Fundamental Flaws In The IFF Report On D.C. Schools

A new report, commissioned by the District of Columbia Mayor Vincent Gray and conducted by the Chicago-based consulting organization IFF, was supposed to provide guidance on how the District might act and invest strategically in school improvement, including optimizing the distribution of students across schools, many of which are either over- or under-enrolled.

Needless to say, this is a monumental task. Not only does it entail the identification of high- and low-performing schools, but plans for improving them as well. Even the most rigorous efforts to achieve these goals, especially in a large city like D.C., would be to some degree speculative and error-prone.
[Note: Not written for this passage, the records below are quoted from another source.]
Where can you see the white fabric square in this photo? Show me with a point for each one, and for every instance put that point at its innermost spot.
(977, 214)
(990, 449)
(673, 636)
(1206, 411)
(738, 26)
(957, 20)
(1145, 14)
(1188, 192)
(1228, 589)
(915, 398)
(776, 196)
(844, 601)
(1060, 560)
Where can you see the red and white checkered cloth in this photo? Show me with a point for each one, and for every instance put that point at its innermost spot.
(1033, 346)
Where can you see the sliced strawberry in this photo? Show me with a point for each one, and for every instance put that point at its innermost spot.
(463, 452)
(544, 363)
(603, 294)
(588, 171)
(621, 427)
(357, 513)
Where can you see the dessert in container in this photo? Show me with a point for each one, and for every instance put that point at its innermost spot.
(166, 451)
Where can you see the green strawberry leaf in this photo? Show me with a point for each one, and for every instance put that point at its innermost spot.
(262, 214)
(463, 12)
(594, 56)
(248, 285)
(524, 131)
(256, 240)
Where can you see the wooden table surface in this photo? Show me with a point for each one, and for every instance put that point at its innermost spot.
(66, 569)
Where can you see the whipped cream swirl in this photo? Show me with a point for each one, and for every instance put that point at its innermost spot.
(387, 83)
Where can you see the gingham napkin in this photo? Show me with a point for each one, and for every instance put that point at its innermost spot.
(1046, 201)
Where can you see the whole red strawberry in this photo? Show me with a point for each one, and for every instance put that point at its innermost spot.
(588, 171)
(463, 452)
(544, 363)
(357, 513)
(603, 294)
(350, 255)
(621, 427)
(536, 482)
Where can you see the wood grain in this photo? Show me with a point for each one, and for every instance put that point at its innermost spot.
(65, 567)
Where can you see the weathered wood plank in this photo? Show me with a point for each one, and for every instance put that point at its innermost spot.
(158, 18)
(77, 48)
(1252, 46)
This is not a rigorous effort. IFF’s final report is polished and attractive, with lovely maps and color-coded tables presenting a lot of summary statistics. But there’s no emperor underneath those clothes. The report's data and analysis are so deeply flawed that its (rather non-specific) recommendations should not be taken seriously.

The Perilous Conflation Of Student And School Performance

Unlike many of my colleagues and friends, I personally support the use of standardized testing results in education policy, even, with caution and in a limited role, in high-stakes decisions. That said, I also think that the focus on test scores has gone way too far and their use is being implemented unwisely, in many cases to a degree at which I believe the policies will not only fail to generate improvement, but may even risk harm.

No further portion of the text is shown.